Before women are married, many of us have an idea of how many children we want to have. I had always said I wanted to have four kids. (in retrospect, I feel that was a crazy thought!) Then I had my son; my beautiful son who didn’t sleep through the night until he was 10 months old. With a full-time job and grad school happening, that meant I was pretty much a walking and cranky zombie for a while. So when people would ask “When’s number two coming along?” I’d laugh and say, “Maybe never!”
Until Enzo was about 16 months old, I swore that he’d be an only child. It took awhile for me to get in the groove of motherhood. Twenty-two months into this adventure, I can say that I am just now starting to feel confident about doing this “working mom” thing. My husband and I finally have our groove and have figured out our routine. Even though Enzo still has sleeping issues, and I think it’s really hard to juggle it all, I’m feeling confident that I’m doing the best I can—we both are. So when I think about starting all over again, being pregnant, this time with a toddler underfoot, it seems pretty overwhelming!
Making the decision to have another baby can come easily, or it can be a long process. For some women, it’s a no-brainer: they want more than one child. Maybe they had a great pregnancy, they enjoyed their children as infants (maybe their kids slept through the night!), maybe they want a big family. For other women, myself included, it’s more complicated…I can barely figure it out with one, so thinking about two scares the heck out of me.
Read related: A Single Regret: Having an Only Child
I discovered that many women have the same anxiety I do, especially if they are working moms. Like myself, fellow blogger, Tamar worries that another baby will impact her own life and how she will be able to serve her own needs when she struggles to do so with one child. She explains that her family of three has a good balance, and she wonders how another baby would impact the undivided attention she is able to give her son, Matty. These are feelings echoed by other mommies; Yudith wonders how she will be able to divide her attention between two children and be fair. “As a working mom I see the challenges of juggling work and motherhood and only having 24 hours a day to dedicate to both.”

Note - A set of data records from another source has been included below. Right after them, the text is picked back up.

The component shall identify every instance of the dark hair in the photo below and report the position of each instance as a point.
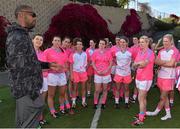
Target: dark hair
(21, 8)
(103, 40)
(117, 36)
(125, 38)
(57, 36)
(75, 40)
(66, 37)
(37, 35)
(93, 40)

BABY #2 CONSIDERATIONS A huge factor to consider is money. Raising a child is expensive. According to a 2011 government report, it costs approximately $235,000 to raise a child. In addition, if working parents do not have access to paid parental leave, there is the financial burden of taking time off to have another baby. A mom I interviewed exclaimed, “I did the math. I would have to save around $12,000 in order to make payments on my mortgage and car… Having a baby is just not financially in the cards for us right now.” Childcare is also expensive. When a second baby comes into the picture, many parents decide it makes more sense for one parent to stay home with the children, and that’s usually the mother. This may also affect a woman’s career and professional opportunities when she looks to return to the workforce. (Side note…mothering and taking care of a home should be allowed on your resume! It’s a full time job!)
Another factor parents consider is a bit more emotional. If parents have siblings, they want to give their child what they had: a friend, an accomplice, a buddy. Some parents cannot imagine not giving their children the opportunity to experience that special relationship. If parents are only children, and they wish they had had siblings, they want to give their child what they feel they missed out on.
Finally, another factor is biological. As women, our reproductive days are numbered. Sometimes women feel they need to have another baby because they see that window of reproductive opportunity narrowing in on them.
SOMETIMES ONE IS ENOUGH Rachel Figueroa-Levin, the mastermind behind El Bloombito and mommy to beautiful toddler Adi, has chosen to have one child. “Society pretty much teaches that every mom has to have more than one kid. If you decide to stop at one you’re a bad mom.” Rachel doesn’t accept this. She explains that she is a young mom, and when her daughter goes to kindergarten, she will be young enough to start a career (she will be 29). She enjoys her life, traveling, her big apartment…she recognizes how expensive children are to raise. She has made a decision that works for her and her husband, but that society often judges. Sometimes, the judgment comes from within one’s own family—especially in Latino cultures—where family is so important. “What do you mean you’re only having one?” “You’re not going to give Pepito someone to play with? But he will be so lonely!” “But the Bible says to go forth and procreate.” Yes, I have actually heard this!
Where do I stand? Well, there are days when I am open to the idea, and there are days when Enzo’s driving me up the wall and I think “Two? No way José.” Elisa says she felt the same way, but as time passed and her firstborn got older, she felt she could do it again. That might be me too, eventually… Ultimately, deciding whether to have more children is an extremely personal matter. Every couple must decide what is best for them. Whatever your decision is, to have one precious child, or to add another bundle of joy to the mix, your family will be perfect, and you will be the best mom ever. If you decide to embark on the whirlwind experience once again, word on the street is that the second time around, we’re not as neurotic as we were before, and second babies sleep (okay…that last part might be an urban mommy myth.)